En tentant de choisir un sujet pour écrire cet essai, je n’arrivais pas à me décider entre deux thèmes qui me tiennent à cour : l’incompréhension et les mésententes qui perdurent entre êtres humains, ou le cycle de la guerre et de la paix. Puis j’ai compris qu’il existe un lien commun à ces deux thèmes : la distance entre individus. C’est bien ce sujet qui me préoccupe vraiment.

Depuis toujours, l’être humain est un animal social, c’est-à-dire qu’il ne pourrait vivre sans les autres. Cette constatation ne vaut pas uniquement pour les services rendus à l’un et à l’autre; sa racine est beaucoup plus profonde.

Par exemple, dans une expérience malheureuse menée avec des nouveau-nés, les chercheurs ont isolé les petits dans leurs espaces respectifs avec interdiction d’avoir tout contact physique avec eux. En contrepartie, ils recevaient toute la nourriture dont ils avaient besoin. Les pauvres malheureux sont tous décédés quelques semaines plus tard. Évidemment, ce genre d’expérience ne serait pas permis aujourd’hui pour une question d’éthique. Mais là n’est pas la question : c’est la distance, le manque de présence et de sécurité qu’il aurait fallu leur prodiguer et qui ont été les vrais responsables de leurs décès.

Je soupçonne donc cette distance entre êtres humains d’être la cause de plusieurs de ses malheurs.

En voici un autre exemple : chez les petites souris de laboratoire, d’autres chercheurs ont tenté l’expérience suivante : grâce à la technologie, ils ont pu retirer un gène qu’ils croyaient responsable de l’affection maternelle chez la femelle du rat pour ses petits. Ce gène s’appelle Phos B. Les chercheurs ont tapé dans le mille : après avoir mis à terme, la rate, indifférente, ne s’occupait pas de sa progéniture, et les petits, égarés et impuissants, ont terminé au même endroit que les cobayes de l’expérience précédente. Cruel, direz-vous? Évidemment. Peut-on blâmer la femelle de cette tragédie? Bonne question. Mais je ne veux pas me faire l’avocate du diable; je veux simplement me pencher sur cette distance qui fait mal et qui tue.

C’est cette même distance qui empêche quelqu’un de venir en aide à un autre qui se fait agresser.
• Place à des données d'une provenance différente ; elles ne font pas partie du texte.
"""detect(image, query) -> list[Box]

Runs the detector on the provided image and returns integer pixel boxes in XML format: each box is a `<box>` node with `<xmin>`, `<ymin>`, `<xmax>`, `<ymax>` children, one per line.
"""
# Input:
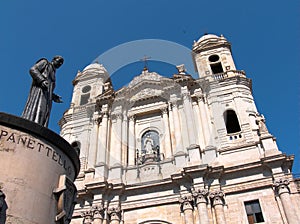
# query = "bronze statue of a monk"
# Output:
<box><xmin>22</xmin><ymin>56</ymin><xmax>64</xmax><ymax>127</ymax></box>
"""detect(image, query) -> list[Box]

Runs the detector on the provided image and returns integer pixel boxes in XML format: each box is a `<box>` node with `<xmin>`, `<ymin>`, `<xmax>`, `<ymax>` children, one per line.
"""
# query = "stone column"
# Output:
<box><xmin>92</xmin><ymin>205</ymin><xmax>104</xmax><ymax>224</ymax></box>
<box><xmin>161</xmin><ymin>108</ymin><xmax>172</xmax><ymax>158</ymax></box>
<box><xmin>193</xmin><ymin>188</ymin><xmax>209</xmax><ymax>224</ymax></box>
<box><xmin>122</xmin><ymin>112</ymin><xmax>128</xmax><ymax>166</ymax></box>
<box><xmin>179</xmin><ymin>194</ymin><xmax>194</xmax><ymax>224</ymax></box>
<box><xmin>274</xmin><ymin>178</ymin><xmax>300</xmax><ymax>224</ymax></box>
<box><xmin>182</xmin><ymin>89</ymin><xmax>197</xmax><ymax>145</ymax></box>
<box><xmin>169</xmin><ymin>103</ymin><xmax>176</xmax><ymax>150</ymax></box>
<box><xmin>87</xmin><ymin>115</ymin><xmax>100</xmax><ymax>168</ymax></box>
<box><xmin>172</xmin><ymin>102</ymin><xmax>183</xmax><ymax>153</ymax></box>
<box><xmin>209</xmin><ymin>190</ymin><xmax>226</xmax><ymax>224</ymax></box>
<box><xmin>198</xmin><ymin>96</ymin><xmax>210</xmax><ymax>146</ymax></box>
<box><xmin>128</xmin><ymin>115</ymin><xmax>136</xmax><ymax>166</ymax></box>
<box><xmin>192</xmin><ymin>101</ymin><xmax>205</xmax><ymax>149</ymax></box>
<box><xmin>113</xmin><ymin>114</ymin><xmax>122</xmax><ymax>164</ymax></box>
<box><xmin>96</xmin><ymin>112</ymin><xmax>108</xmax><ymax>165</ymax></box>
<box><xmin>107</xmin><ymin>206</ymin><xmax>121</xmax><ymax>224</ymax></box>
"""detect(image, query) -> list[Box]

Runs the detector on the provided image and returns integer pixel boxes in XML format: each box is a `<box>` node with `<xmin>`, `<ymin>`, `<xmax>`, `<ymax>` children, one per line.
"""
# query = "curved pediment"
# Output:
<box><xmin>128</xmin><ymin>70</ymin><xmax>163</xmax><ymax>88</ymax></box>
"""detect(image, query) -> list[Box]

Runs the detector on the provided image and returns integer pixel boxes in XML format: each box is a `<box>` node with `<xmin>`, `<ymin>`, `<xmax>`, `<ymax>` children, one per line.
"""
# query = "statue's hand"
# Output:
<box><xmin>41</xmin><ymin>81</ymin><xmax>49</xmax><ymax>90</ymax></box>
<box><xmin>52</xmin><ymin>93</ymin><xmax>63</xmax><ymax>103</ymax></box>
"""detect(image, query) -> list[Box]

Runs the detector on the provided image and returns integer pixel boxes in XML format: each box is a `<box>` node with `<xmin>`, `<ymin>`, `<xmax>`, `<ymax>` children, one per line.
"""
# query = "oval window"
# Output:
<box><xmin>208</xmin><ymin>54</ymin><xmax>220</xmax><ymax>62</ymax></box>
<box><xmin>81</xmin><ymin>86</ymin><xmax>92</xmax><ymax>93</ymax></box>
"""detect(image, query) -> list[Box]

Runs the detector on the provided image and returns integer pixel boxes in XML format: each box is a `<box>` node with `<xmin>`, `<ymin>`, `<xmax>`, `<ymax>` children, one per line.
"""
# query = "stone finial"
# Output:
<box><xmin>192</xmin><ymin>188</ymin><xmax>208</xmax><ymax>204</ymax></box>
<box><xmin>178</xmin><ymin>194</ymin><xmax>193</xmax><ymax>212</ymax></box>
<box><xmin>107</xmin><ymin>206</ymin><xmax>121</xmax><ymax>221</ymax></box>
<box><xmin>176</xmin><ymin>64</ymin><xmax>186</xmax><ymax>75</ymax></box>
<box><xmin>273</xmin><ymin>178</ymin><xmax>290</xmax><ymax>195</ymax></box>
<box><xmin>209</xmin><ymin>190</ymin><xmax>225</xmax><ymax>206</ymax></box>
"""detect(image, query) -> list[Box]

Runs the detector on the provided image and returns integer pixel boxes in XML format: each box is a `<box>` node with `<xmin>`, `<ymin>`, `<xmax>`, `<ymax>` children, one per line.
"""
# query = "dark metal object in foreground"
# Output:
<box><xmin>22</xmin><ymin>56</ymin><xmax>64</xmax><ymax>127</ymax></box>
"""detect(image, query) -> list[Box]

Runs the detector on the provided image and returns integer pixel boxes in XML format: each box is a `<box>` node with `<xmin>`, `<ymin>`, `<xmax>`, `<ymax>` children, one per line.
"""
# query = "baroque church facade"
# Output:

Ce passant a sans doute peur que l’agresseur se retourne contre lui, ou peur d’avoir des problèmes avec la justice, alors il n’ose pas intervenir. Et de toute façon, le coût n’en vaudrait pas la chandelle puisqu’il ne connaît pas la victime.

Pourquoi croyez-vous que l’amour est un des thèmes préféré des chanteurs? Elle fait fuir cette distance temporairement, elle nous rattache et nous fait tenir debout. Et tous ces chanteurs l’ont bien compris.

Alors pourquoi toutes ces atrocités et toute cette indifférence envers certains si " l’amour " est censé être notre colonne vertébrale à tous et à chacun? Pourquoi ces maudites guerres recommencent sans cesse et qu’on ne semble pas pouvoir arrêter ces cycles? Je crois qu’une partie de la réponse se trouve au niveau génétique. Je ne crois pas à l’existence d’un gène de la violence, mais à la possession d’une empreinte de l’agressivité quelque part en nous, et qu’elle est nécessaire pour notre survie individuelle. Au cours de notre évolution, cette empreinte se serait taillé une place de choix, bien au chaud au creux de notre cerveau. Pour le reste, je laisse à nos braves chercheurs le temps et la manière de nous expliquer comment cette empreinte agit sur nous.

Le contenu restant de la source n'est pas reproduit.